Has anyone ever used these? I really need to update my lighting this year and this could be an inexpensive alternative. Especially with the ability to change colors.


----------



## billman (May 3, 2006)

I have a similar one. I love it. Use it all the time.

the remote only works with a new battery from like 10ft. away. The weaker the battery gets the closer you have to get to the lightbulb. My battery lasted for months with just about eveyday use.


----------



## housedragonmom (Oct 1, 2008)

That's great news and you can't beat the price. Will definitely be getting some. Thanks


----------



## bobzilla (Nov 13, 2008)

Thanks for posting this ! Very cool


----------



## DarkLore (Jan 25, 2009)

I have one. I paid significantly more than that. I only use it on Halloween...but it works as Billman stated.


----------



## housedragonmom (Oct 1, 2008)

ok, waiting for delivery but I got him to come down to $2.99 each.


----------



## DarkLore (Jan 25, 2009)

holy crap....2.99? I'm not even going to tell you what I paid.


----------



## housedragonmom (Oct 1, 2008)

The led remote lights came today and I am impressed. the light is bright and the colors are so vivid. Definitely recommend these!

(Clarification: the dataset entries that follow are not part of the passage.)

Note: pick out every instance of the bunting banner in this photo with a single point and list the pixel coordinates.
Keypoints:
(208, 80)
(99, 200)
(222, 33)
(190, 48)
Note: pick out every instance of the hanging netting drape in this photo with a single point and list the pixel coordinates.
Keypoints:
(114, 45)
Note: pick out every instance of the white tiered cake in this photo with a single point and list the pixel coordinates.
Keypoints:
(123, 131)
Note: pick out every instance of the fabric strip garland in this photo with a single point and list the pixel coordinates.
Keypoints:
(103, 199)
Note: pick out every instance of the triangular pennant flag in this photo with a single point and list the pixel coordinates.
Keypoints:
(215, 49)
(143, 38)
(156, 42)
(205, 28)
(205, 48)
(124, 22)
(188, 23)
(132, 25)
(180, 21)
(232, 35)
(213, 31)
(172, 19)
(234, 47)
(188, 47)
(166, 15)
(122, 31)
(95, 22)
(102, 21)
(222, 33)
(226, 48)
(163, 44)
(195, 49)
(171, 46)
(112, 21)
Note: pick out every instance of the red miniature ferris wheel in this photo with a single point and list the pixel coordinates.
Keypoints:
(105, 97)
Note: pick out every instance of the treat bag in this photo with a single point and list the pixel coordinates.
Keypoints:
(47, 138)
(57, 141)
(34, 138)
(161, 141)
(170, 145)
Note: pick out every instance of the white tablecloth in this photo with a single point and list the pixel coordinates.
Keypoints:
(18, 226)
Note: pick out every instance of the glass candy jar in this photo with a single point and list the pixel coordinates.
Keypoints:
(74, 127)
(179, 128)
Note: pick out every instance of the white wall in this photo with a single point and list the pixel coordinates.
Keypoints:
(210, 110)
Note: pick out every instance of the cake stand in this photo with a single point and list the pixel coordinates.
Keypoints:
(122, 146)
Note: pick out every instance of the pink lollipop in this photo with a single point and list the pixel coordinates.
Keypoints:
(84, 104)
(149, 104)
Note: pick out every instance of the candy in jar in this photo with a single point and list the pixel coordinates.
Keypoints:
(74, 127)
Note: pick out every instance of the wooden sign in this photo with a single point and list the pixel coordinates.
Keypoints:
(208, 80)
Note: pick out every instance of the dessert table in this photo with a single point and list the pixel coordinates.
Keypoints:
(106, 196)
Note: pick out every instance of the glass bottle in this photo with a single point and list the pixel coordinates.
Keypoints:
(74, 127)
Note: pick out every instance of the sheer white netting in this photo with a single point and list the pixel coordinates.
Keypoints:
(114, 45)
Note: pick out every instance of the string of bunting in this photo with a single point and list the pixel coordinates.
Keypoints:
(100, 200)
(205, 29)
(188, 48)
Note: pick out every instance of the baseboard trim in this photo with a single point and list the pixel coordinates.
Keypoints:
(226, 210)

2.99 each but the shipping cost was ridiculous. I still think it was worth it.


----------



## corey872 (Jan 10, 2010)

OK time to fire off the questions:

housedragonmom - "you got 'him' to come down to $2.99 each"..... This is the guy on ebay? What is the secret to that? Did you just write him and say what is the lowest price? Any thoughts on doing a group buy for hauntforum? If we can get them for $3 ea, I'd be in for a dozen.

About the remote, is it infra red? Do you have to point it at each bulb for the change? can one remote do multiple bulbs all at once?


----------



## monty1269 (Sep 24, 2008)

^^ What he said.... (asked)....

Housedragonmom- Can you post a pic of this "in action" Just wanna see how far it throws the light and the 'cone' it casts too....

Do I hear GROUP BUY!?!?!


----------



## housedragonmom (Oct 1, 2008)

I hope this worked. Video should tell you and I posted pics for distances of 6ft and 12 ft.


----------



## housedragonmom (Oct 1, 2008)

*remote control led light bulb*


----------



## housedragonmom (Oct 1, 2008)

They each come with a remote but one remote can work them all. You do need to be close to the bulb to use the remote.

I typed "3W-E27Remote-Control-LED-Bulb-Light-16-Color-Changing" into the Ebay search and one of the sellers had a buy it now or make an offer button, so I tried it.


----------



## halloween71 (Aug 9, 2007)

Those are cool.


----------



## corey872 (Jan 10, 2010)

dragon - thanks a ton for posting the video. I found the 'make an offer auction' so will probably fire off an offer soon.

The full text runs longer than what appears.